Everyone used to say that AI will aid employment rather than replace it. What I can do in a week, GPT-4 can achieve in a matter of minutes.
Since a PM’s position is a generalist one that requires communication and planning. I believe AI will support PMs in their work, not replace it.
On the other hand, I believe AI won’t replace top level technical architects or tech leads, but rather software developers who are essentially performing ‘code-monkey’ type duties. That implies that you would only require two engineers as opposed to four. You would still require a product manager, though.

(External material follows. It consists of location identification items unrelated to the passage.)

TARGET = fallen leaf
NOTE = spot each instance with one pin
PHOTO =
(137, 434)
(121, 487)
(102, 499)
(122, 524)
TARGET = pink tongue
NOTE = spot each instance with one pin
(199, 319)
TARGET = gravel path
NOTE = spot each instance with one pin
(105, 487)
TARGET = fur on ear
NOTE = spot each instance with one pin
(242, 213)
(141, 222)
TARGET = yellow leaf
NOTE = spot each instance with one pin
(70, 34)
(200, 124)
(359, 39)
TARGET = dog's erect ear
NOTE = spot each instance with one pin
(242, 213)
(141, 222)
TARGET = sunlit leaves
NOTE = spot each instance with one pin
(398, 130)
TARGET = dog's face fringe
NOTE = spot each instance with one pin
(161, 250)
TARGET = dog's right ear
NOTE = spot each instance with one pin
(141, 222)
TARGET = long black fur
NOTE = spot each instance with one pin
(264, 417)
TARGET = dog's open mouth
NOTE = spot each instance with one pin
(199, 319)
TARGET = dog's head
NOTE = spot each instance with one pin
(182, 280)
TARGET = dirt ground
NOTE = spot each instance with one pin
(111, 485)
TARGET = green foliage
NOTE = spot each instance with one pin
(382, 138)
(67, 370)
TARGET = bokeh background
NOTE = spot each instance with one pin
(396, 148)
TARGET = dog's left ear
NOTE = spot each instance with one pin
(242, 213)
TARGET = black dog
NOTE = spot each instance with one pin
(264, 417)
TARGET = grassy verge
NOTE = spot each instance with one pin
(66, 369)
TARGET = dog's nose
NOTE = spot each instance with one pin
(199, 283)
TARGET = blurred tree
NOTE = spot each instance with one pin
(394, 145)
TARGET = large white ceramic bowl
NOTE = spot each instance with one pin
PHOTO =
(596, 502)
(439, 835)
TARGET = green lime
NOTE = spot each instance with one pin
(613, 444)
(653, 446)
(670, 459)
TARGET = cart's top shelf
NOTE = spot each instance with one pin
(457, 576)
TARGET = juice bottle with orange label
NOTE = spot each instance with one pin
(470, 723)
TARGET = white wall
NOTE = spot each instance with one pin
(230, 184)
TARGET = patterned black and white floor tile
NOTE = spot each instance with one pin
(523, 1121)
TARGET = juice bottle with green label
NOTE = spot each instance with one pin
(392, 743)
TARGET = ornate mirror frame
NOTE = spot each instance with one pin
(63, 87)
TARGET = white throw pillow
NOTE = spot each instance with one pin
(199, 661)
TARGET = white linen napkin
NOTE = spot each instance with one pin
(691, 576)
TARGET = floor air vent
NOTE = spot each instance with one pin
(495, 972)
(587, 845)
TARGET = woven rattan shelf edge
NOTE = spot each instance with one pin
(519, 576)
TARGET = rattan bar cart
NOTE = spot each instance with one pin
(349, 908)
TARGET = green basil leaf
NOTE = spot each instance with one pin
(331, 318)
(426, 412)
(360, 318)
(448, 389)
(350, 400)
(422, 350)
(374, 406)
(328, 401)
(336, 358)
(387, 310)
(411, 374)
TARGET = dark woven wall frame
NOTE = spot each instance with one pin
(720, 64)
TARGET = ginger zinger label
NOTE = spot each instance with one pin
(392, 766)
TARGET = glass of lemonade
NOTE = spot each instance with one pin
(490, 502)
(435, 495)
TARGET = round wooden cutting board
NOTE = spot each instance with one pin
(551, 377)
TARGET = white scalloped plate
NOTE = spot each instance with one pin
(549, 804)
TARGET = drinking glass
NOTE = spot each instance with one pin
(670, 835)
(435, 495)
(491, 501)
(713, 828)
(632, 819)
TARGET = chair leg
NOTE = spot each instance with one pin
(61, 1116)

Have you used GPT-4? What do you think about it?
– Terry Anthony
Discussion
A] Putting on my PM hat, I’ll argue for twice as much work to be done if there is tooling that enables two engineers to perform the duties of four. Most non-trivial initiatives have the biggest bottleneck during the engineering phase. ML tools help in improving that, right? Oh, yeah. My developers can now perform more.
– Marco Silva
B] While in certain instances this is true, it is not always the case. For instance, just because you triple your efficiency doesn’t necessarily guarantee that your productivity would triple across all teams and organizations. Some people can notice a 3x improvement in output, while the average improvement might only be 1.3x or 2x (this is still unknown and will fluctuate over time).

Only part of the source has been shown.